İbadetleri hafife almak

 Vazîfe olduğuna inanmayarak, ehemmiyet vermeyerek, hafîf görerek namaz kılmamak, oruç tutmamak, zekât vermemek küfür olur. 

(Muhammed Hâdimî hazretleri “rahmetullahi aleyh” )

İslâm nikâhını yaptıracak olan dâmât ve gelin

 İslâm nikâhını yaptıracak olan dâmât ve gelin, otuz üç farzı bilmeli ve bunlara inanmalıdırlar. Eğer bilmiyorlarsa nikâh kıyacak kimse, Besmele, hamd ve salevât (Peygamber efendimize duâ) okuduktan sonra, bu otuz üç farzdan; îmânın ve İslâmın şartlarını münâsib bir yolla dâmât ve geline öğretmelidir. 

(Seyyid Abdülhakîm Arvâsî hazretleri “kuddise sirruh” )

Nâs sûresinin faziletleri

 Nâs sûresini devamlı okumayı alışkanlık hâline getiren kimse, dâimâ sıhhat ve âfiyette olur. Nazara karşı okunursa, şifâ bulur.Son nefesini vermekte olan kimse için Nâs sûresi okunursa, rûhu bedenden rahatça ayrılır. Yatağa girerken okuyan kimse, cin ve şeytan şerrinden kurtulur. Vesvesesiz, korkusuz râhat uyku uyur.

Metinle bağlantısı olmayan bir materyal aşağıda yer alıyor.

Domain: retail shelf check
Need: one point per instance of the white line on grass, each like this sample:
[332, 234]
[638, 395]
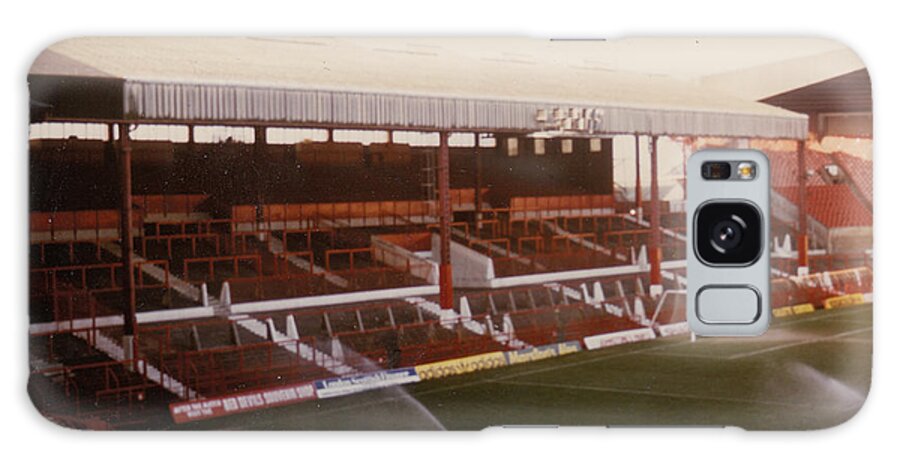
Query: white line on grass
[630, 391]
[800, 343]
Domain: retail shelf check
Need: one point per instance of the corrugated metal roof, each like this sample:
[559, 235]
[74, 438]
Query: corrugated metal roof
[454, 84]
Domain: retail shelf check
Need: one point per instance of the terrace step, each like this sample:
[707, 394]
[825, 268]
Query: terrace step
[306, 352]
[276, 246]
[115, 351]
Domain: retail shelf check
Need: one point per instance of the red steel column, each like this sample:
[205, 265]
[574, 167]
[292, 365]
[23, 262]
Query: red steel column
[127, 239]
[478, 168]
[802, 233]
[655, 251]
[638, 200]
[446, 215]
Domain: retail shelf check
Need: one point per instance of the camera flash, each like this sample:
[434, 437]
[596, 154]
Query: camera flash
[746, 170]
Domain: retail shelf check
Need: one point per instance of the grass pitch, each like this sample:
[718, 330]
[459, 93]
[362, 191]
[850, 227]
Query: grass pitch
[808, 372]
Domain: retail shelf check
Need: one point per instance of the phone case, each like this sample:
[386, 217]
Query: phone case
[404, 233]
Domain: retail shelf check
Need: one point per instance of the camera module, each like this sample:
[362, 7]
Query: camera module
[728, 233]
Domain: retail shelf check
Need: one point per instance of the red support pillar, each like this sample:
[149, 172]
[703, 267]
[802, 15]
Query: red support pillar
[655, 249]
[127, 239]
[638, 195]
[259, 156]
[802, 233]
[446, 216]
[478, 199]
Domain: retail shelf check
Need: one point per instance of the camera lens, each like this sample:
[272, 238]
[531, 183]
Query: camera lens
[728, 233]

 (Muhammed Osman Sâhib rahmetullahi aleyh hazretleri)

Nasîhat vermek dînimizin birinci vazîfesidir

 Nasîhat vermek dînimizin birinci vazîfesidir.Nasîhat vermek kolaydır. Nasîhati kabûl etmek güçtür. Çünkü, nefislerine uyanlara, dünyâ zevklerinin peşinde koşanlara, nasîhat acı; haramlar ise tatlı gelir. 

(İmâm-ı Gazâlî rahmetullahi aleyh)

*Alay edenlere, zarar yapacaklara nasîhat verilmez. Nasîhat, birinin yüzüne karşı olmamalı, umûmî olarak ortadan söylenmelidir. Hiç kimse ile münâkaşa etmemelidir. 

(Muhammed Bağdâdî rahmetullahi aleyh)

Hınzırdan başka her hayvan diri iken temizdir

 Hınzırdan başka her hayvan diri iken temizdir. Ölünce necs olurlar. Hınzırın derisi ve her parçası necstir.